In [1]:
import os
import sys
sys.path.append(os.path.abspath("/users/amtseng/tfmodisco/src/"))
from tfmodisco.run_tfmodisco import import_shap_scores, import_tfmodisco_results
from motif.read_motifs import pfm_info_content, pfm_to_pwm, trim_motif_by_ic
from motif.match_motifs import match_motifs_to_database
from util import figure_to_vdom_image
import plot.viz_sequence as viz_sequence
import numpy as np
import h5py
import matplotlib.pyplot as plt
import vdom.helpers as vdomh
from IPython.display import display

Define constants and paths

In [2]:
# Define parameters/fetch arguments
tf_name = os.environ["TFM_TF_NAME"]
shap_scores_path = os.environ["TFM_SHAP_PATH"]
tfm_results_path = os.environ["TFM_TFM_PATH"]
hyp_score_key = os.environ["TFM_HYP_SCORE_KEY"]
if "TFM_MOTIF_CACHE" in os.environ:
    tfm_motifs_cache_dir = os.environ["TFM_MOTIF_CACHE"]
else:
    tfm_motifs_cache_dir = None

print("TF name: %s" % tf_name)
print("DeepSHAP scores path: %s" % shap_scores_path)
print("TF-MoDISco results path: %s" % tfm_results_path)
print("Importance score key: %s" % hyp_score_key)
print("Saved TF-MoDISco-derived motifs cache: %s" % tfm_motifs_cache_dir)
TF name: SPI1
DeepSHAP scores path: /users/amtseng/tfmodisco/results/importance_scores/multitask_profile/SPI1_multitask_profile_fold4/SPI1_multitask_profile_fold4_imp_scores.h5
TF-MoDISco results path: /users/amtseng/tfmodisco/results/tfmodisco/multitask_profile/SPI1_multitask_profile_fold4/SPI1_multitask_profile_fold4_count_tfm.h5
Importance score key: count_hyp_scores
Saved TF-MoDISco-derived motifs cache: /users/amtseng/tfmodisco/results/reports/tfmodisco_results//cache/multitask_profile/SPI1_multitask_profile_fold4/SPI1_multitask_profile_fold4_count
In [3]:
# Define paths and constants
input_length = 2114
shap_score_center_size = 400
In [4]:
if tfm_motifs_cache_dir:
    os.makedirs(tfm_motifs_cache_dir, exist_ok=True)

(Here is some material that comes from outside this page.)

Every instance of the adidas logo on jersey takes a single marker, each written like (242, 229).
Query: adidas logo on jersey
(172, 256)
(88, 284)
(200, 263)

Import SHAP scores and TF-MoDISco results

In [5]:
# Import SHAP coordinates and one-hot sequences
hyp_scores, _, one_hot_seqs, shap_coords = import_shap_scores(shap_scores_path, hyp_score_key, center_cut_size=shap_score_center_size)
# This cuts the sequences/scores off just as how TF-MoDISco saw them, but the coordinates are uncut
Importing SHAP scores: 100%|██████████| 194/194 [04:44<00:00,  1.47s/it]
In [6]:
# Import the TF-MoDISco results object
tfm_obj = import_tfmodisco_results(tfm_results_path, hyp_scores, one_hot_seqs, shap_score_center_size)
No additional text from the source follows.